I had to get out of here quickly. There would be a recon team dropping in here any minute.
I looked through the security cameras: There were no choppers around. No trucks. No worms.
I opened the ramp and drove like hell.
I drove in the opposite direction of Jason and his goddamned Revelationists, and the tears began streaming down my face.
I was confused, I didn't know what to believe and I hated the entire human race!
I wanted to be safe again. I wanted to go home. And there was no safe place, no place on the planet. I was dead. I might as well be.
I wanted my mind to stop chattering in my head. I wanted absolution.
Finally, I drove the Jeep into someone's living room, crashing through the picture window, taking out half a wall and crunching furniture on both sides.
I fell out of the Jeep onto the torn-up carpet and sobbed into the floor. Why was I so crazy? Why was I crying? Jason was right. Jason was wrong. I was crazy.
I pried open the medical kit and hypoed myself into insensitivity.
I did that for three days, I kept myself sedated and zombied. I hardly moved. I lay in my sleeping bag and shivered and wept and trembled in fear. I knew they had followed me. I knew they were looking for me. I knew they would find me. I knew I was dead.
I forced myself to eat. I turned on the radio and listened to the news.

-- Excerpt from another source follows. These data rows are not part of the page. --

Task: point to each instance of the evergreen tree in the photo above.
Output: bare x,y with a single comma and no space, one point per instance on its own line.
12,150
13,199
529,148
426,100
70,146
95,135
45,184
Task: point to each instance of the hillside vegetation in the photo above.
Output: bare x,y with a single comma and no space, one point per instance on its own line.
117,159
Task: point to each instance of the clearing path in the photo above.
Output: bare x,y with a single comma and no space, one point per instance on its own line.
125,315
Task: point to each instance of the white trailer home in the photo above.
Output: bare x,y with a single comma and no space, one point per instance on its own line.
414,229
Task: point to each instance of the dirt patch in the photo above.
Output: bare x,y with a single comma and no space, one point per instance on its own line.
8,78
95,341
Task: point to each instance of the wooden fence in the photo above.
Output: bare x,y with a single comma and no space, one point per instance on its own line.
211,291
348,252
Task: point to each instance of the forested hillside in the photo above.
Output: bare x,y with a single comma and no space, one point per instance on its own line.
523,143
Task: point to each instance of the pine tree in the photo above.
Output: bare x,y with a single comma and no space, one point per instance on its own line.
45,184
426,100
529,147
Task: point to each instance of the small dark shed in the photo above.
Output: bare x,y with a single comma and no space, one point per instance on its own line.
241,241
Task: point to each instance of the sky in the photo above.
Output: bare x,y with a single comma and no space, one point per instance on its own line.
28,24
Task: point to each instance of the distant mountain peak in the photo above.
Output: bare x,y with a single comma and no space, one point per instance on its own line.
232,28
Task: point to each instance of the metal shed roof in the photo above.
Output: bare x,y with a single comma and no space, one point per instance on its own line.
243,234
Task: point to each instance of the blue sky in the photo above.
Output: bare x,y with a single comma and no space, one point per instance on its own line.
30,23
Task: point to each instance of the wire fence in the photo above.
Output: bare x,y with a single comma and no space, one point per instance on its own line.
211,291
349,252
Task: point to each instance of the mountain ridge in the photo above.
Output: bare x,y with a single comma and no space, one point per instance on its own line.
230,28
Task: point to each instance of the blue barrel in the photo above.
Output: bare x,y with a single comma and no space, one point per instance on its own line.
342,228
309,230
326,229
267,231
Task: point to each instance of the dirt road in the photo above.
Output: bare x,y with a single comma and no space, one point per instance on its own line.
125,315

The election returns were coming in slow, but the president was going to be reelected. There'd been a satellite receiving station failure. No details. The army had wiped out a major infestation of renegades in California. The red sludge had reached the coast of Virginia. The puffball clouds in Texas were easing up, but local air traffic would not be resumed for at least a week. The Zimmerman child had been found alive.
I listened to music. Beethoven. The fifth symphony. The sixth. The seventh. Brahms. The first symphony. Mozart. A Little Night Music. Dvorak. The New World Symphony. Bach. Toccata and Fugue in D minor. All the familiar pieces that would bring me back. '
I tutned on the TV and watched I Love Lucy reruns. I remembered the episodes as if I'd never seen them before. "I know this one . . ." And then I'd watch to see how it turned out. I forced myself to wallow in the world I'd rejected.
I powered up the terminal. There were games here. Inferno and Brainstorm. I knew these games. My father had written them. You couldn't lose in Inferno-because you had already lost. The game started when you died and went to hell. You had to find your way out. It was filled with devilish traps.
Brainstorm took place inside the human brain. You had to find the room with the secrets of the mind. There was a key here; you could use it to unlock the monsters from the id. It had been a game filled with old jokes and startling surprises. My dad's games were usually very serious, but this one had been written for outright silliness. If you weren't careful in your choices, the program gave you a prefrontal lobotomy, and then all the judgment circuits switched off. The program wouldn't give you any help at all in your decision making.
I sat before the terminal, shaking.
Nobody would give me any help in my decision making any more.
Not my father, he was dead.
What was it Jason had said? Oh, yeah. Help diminishes a person. It rips them off of the opportunity to grow. You have to handle it yourself.
I was truly alone.
And here was the question that Jason had left me with: What was my life about?